La SA MMA IARD sera déboutée de sa demande subsidiaire.
— Sur la demande reconventionnelle de condamnation au paiement sous astreinte
Messieurs [D] disposent d’un titre exécutoire.
Les pouvoirs du premier président en application des articles 514-3 et 521 du code de procédure civile sont circonscrits à l’arrêt de l’exécution provisoire et à la consignation des sommes qui en sont l’objet de sorte que la demande est irrecevable, étant rappelé que seul le juge qui rend la décision ou le juge de l’exécution peuvent assortir la condamnation d’une astreinte (article L131-1 du code des procédures civiles d’exécution)

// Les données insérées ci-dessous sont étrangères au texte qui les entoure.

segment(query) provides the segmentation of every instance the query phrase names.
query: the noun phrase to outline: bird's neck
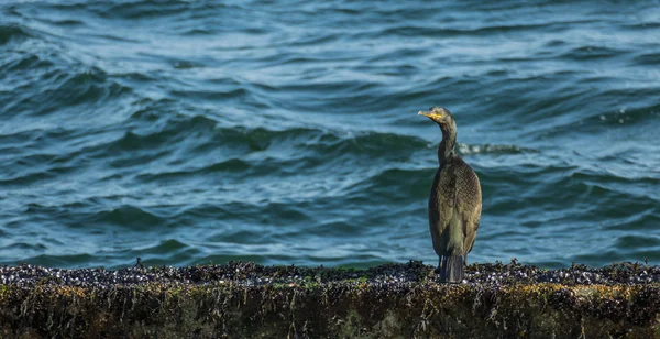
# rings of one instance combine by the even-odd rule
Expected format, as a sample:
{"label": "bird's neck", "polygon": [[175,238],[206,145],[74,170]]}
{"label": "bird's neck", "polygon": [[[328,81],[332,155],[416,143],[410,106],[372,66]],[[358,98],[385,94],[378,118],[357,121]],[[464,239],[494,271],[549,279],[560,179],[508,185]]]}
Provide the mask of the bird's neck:
{"label": "bird's neck", "polygon": [[442,141],[438,146],[438,162],[444,164],[454,153],[457,144],[457,130],[440,128],[442,130]]}

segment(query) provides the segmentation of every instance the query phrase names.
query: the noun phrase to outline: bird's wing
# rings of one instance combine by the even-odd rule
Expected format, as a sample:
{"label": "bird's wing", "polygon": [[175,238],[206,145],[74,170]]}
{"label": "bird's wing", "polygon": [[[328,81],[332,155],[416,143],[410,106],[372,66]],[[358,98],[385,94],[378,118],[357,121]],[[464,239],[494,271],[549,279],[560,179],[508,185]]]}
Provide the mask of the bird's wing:
{"label": "bird's wing", "polygon": [[465,234],[465,253],[472,250],[476,230],[481,219],[481,185],[479,177],[472,168],[462,160],[455,164],[457,173],[457,211],[463,221],[463,234]]}
{"label": "bird's wing", "polygon": [[457,195],[457,177],[454,175],[453,165],[446,164],[440,174],[440,181],[438,183],[438,211],[440,218],[440,225],[442,229],[440,232],[444,232],[449,226],[449,221],[454,212],[455,195]]}

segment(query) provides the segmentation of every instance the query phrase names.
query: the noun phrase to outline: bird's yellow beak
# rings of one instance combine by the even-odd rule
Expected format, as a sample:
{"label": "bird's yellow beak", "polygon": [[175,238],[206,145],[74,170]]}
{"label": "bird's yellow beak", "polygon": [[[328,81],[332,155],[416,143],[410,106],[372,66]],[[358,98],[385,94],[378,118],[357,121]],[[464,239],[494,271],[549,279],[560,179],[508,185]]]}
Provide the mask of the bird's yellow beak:
{"label": "bird's yellow beak", "polygon": [[438,114],[438,113],[433,113],[433,112],[427,112],[427,111],[419,111],[419,112],[417,112],[417,116],[425,116],[425,117],[428,117],[428,118],[433,119],[433,120],[436,120],[436,119],[440,119],[441,120],[442,119],[442,114]]}

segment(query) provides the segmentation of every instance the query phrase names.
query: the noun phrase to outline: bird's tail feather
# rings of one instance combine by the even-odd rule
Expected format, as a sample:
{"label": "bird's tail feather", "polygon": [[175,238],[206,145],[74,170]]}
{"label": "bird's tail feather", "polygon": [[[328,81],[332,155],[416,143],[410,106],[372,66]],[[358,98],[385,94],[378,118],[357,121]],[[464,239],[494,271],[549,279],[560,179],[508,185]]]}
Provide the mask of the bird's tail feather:
{"label": "bird's tail feather", "polygon": [[460,283],[464,273],[463,255],[443,255],[440,261],[440,280],[447,283]]}

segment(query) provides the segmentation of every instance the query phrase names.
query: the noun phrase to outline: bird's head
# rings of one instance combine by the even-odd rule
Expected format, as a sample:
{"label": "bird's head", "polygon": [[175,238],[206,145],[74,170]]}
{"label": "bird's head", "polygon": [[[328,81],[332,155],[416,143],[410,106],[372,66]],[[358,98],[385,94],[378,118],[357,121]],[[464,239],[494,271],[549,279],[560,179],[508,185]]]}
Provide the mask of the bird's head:
{"label": "bird's head", "polygon": [[417,114],[428,117],[440,125],[442,131],[455,130],[453,117],[447,108],[433,106],[428,111],[419,111]]}

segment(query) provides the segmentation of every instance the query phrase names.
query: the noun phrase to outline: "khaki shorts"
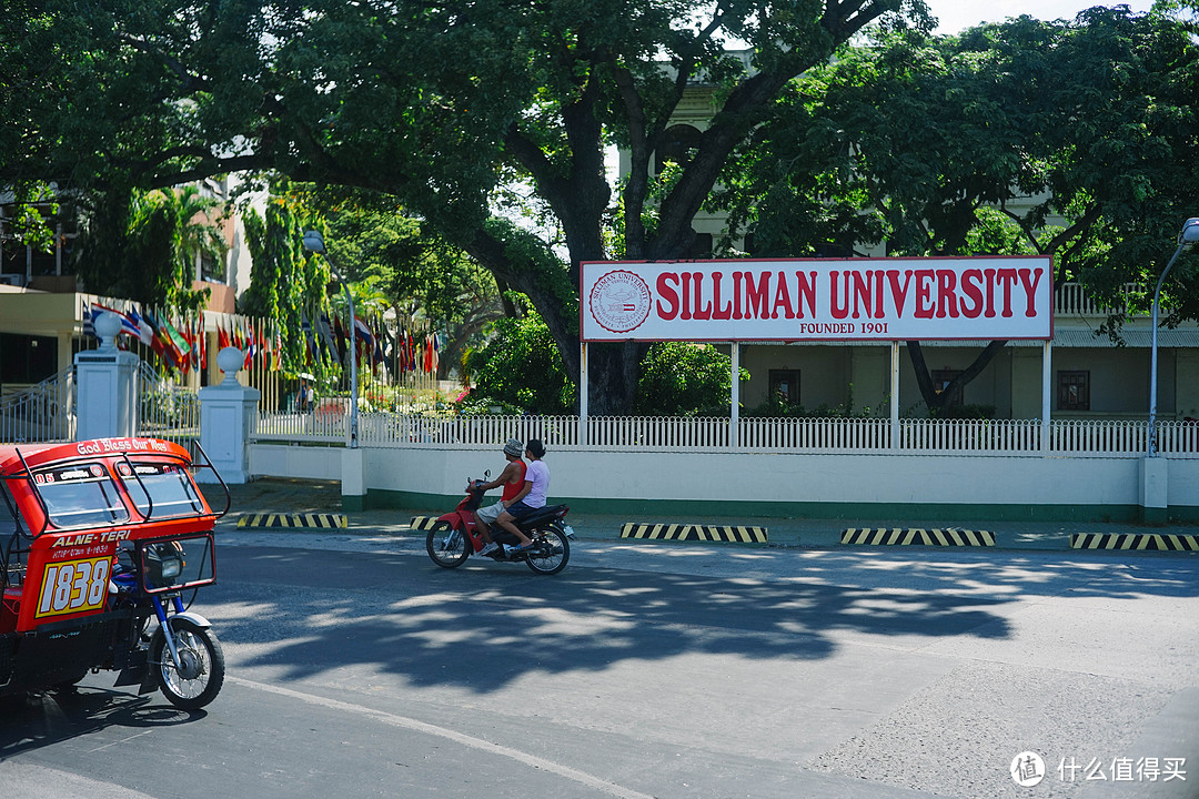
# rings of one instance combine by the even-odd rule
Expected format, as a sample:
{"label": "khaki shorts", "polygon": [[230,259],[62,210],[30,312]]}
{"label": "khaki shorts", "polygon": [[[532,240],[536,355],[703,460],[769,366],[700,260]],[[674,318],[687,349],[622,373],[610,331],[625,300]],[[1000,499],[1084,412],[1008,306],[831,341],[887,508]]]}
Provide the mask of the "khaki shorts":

La SA MMA IARD qui succombe supportera les dépens outre le paiement de la somme de 1800 euros sur le fondement de l’article 700 du code de procédure civile.
PAR CES MOTIFS
Statuant publiquement en référé,
DISONS la S.A MMA IARD irrecevable en sa demande d’arrêt de l’exécution provisoire attachée au jugement du 27 janvier 2025 rendu par le Tribunal judiciaire de Toulon ;
DEBOUTONS la SA MMA IARD de sa demande subsidiaire de consignation;
DISONS la demande reconventionnelle de monsieur [C] [D] et monsieur [B] [D] irrecevable,
CONDAMNONS la SA MMA IARD aux dépens ,
CONDAMNONS la SA MMA IARD à payer à monsieur [C] [D] et monsieur [B] [D] la somme globale de 1800 euros sur le fondement de l’article 700 du code de procédure civile.